Caskey School of Divinity
- Type: Private
- Active: 2010–2015
- Affiliations: Louisiana College, Louisiana Baptist Convention
- Dean: Charles L. Quarles
- Location: 1140 College Drive, Pineville, Louisiana 71360, Pineville, Louisiana, USA
- Website: divinity.lacollege.edu/

= Caskey School of Divinity =

Divinity school affiliated with Louisiana College

Caskey School of Divinity (active 2010–2015), located in Pineville, Louisiana, was a divinity school affiliated with Louisiana College and the Louisiana Baptist Convention.

==Loss of funding==
In 2013, the dean of the Caskey Divinity School, Charles Quarles, filed a whistleblower report against the then-president of Louisiana College, Joe W. Aguillard, alleging that Aguillard had misappropriated funds from the Caskey Divinity School for another, unauthorized project. A follow-up investigation by a New Orleans law firm confirmed the whistleblower report, concluding that Aguillard had "intentionally misled the Louisiana College administration, the Board of Trustees, and donors regarding a $10 million pledge from the Cason Foundation.". During an April 30 meeting of Louisiana College's board of trustees, the board voted to exonerate Aguillard despite the whistleblower's reports. The board likewise refused to hear any statements from the Caskey School's primary donor, Edgar Cason. As a result, the Cason foundation revoked any further funding for the Caskey School of Divinity.

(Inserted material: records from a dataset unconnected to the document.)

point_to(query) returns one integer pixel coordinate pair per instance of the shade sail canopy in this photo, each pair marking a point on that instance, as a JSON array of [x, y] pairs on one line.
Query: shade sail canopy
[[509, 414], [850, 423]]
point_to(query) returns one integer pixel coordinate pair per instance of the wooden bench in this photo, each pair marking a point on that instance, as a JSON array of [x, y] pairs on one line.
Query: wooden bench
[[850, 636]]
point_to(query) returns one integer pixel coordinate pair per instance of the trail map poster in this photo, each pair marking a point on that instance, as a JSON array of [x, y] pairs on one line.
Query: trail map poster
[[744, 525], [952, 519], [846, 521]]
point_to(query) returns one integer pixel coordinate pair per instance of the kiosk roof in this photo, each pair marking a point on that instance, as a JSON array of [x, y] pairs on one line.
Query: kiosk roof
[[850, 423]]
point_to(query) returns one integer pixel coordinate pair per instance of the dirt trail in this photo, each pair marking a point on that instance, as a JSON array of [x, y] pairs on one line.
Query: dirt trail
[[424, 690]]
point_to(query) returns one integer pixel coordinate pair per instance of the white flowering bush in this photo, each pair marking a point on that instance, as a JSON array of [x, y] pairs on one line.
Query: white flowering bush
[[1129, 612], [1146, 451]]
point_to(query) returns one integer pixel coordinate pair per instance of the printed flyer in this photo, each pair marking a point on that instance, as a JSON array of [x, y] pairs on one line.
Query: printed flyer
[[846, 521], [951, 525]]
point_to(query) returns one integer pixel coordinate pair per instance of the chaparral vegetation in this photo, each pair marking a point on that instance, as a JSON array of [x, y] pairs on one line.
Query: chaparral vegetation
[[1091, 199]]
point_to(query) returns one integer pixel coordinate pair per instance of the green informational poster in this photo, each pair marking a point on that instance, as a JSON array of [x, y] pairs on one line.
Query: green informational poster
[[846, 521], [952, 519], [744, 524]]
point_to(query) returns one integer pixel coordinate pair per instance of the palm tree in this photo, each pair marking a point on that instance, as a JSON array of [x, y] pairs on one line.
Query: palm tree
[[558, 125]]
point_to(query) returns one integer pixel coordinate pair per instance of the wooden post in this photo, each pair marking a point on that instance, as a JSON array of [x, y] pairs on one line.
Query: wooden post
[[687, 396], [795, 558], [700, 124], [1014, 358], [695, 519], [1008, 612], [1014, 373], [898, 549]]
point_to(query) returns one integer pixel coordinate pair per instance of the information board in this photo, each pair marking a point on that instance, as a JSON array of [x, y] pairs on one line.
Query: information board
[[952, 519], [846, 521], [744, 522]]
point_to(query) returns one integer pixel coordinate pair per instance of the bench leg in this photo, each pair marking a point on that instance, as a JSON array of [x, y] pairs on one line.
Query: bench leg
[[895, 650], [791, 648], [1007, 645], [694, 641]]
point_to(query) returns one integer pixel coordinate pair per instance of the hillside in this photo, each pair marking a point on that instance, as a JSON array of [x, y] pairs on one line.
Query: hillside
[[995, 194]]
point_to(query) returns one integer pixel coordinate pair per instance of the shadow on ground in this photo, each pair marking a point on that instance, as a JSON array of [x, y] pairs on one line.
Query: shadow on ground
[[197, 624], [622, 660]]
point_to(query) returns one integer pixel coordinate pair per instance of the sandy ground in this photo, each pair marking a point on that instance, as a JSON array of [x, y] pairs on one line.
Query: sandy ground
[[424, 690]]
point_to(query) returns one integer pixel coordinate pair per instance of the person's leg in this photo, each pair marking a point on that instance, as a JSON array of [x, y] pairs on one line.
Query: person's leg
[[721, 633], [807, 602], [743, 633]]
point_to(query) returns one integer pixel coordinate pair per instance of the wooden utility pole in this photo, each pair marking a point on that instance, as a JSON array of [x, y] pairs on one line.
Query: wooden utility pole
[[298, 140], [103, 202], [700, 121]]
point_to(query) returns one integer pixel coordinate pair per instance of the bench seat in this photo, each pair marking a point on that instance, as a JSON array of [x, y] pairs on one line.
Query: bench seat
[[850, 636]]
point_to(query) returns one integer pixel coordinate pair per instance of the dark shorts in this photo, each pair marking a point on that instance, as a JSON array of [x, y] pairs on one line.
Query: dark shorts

After the loss of funding and the Board's exoneration of Aguillard, Charles Quarles offered his resignation from the school. Three other professors associated with the divinity school, including the Associate Dean Jason Hiles, had already been served notice of non-renewal of their contracts as a result of accusations by President Aguillard. Aguillard had claimed, soon after the filing of Quarles' whistleblower report, that the non-renewals were due to a theological conflict concerning calvinism. As a result of the loss of the majority of the school's faculty, many of its full time students withdrew from the Caskey Divinity school. The Associate Dean of Christian Ministry, Argile Smith, took over the responsibilities of Dean at the Caskey School until he succeeded President Aguillard as interim president of Louisiana College in 2016. The Cason Foundation allowed the remaining students to finish their studies without losing their scholarships, but no further scholarships were to be offered (the school's primary source of finances).

==Academics==
The school offered a Master of Arts (M.A.) in Pastoral Ministry, an M.A. in Biblical & Theological Studies, an Associate of Arts (A.A.) in Pastoral Ministry, and a Certificate in Pastoral Ministry. The school was accredited by the Southern Association of Colleges and Schools (SACS).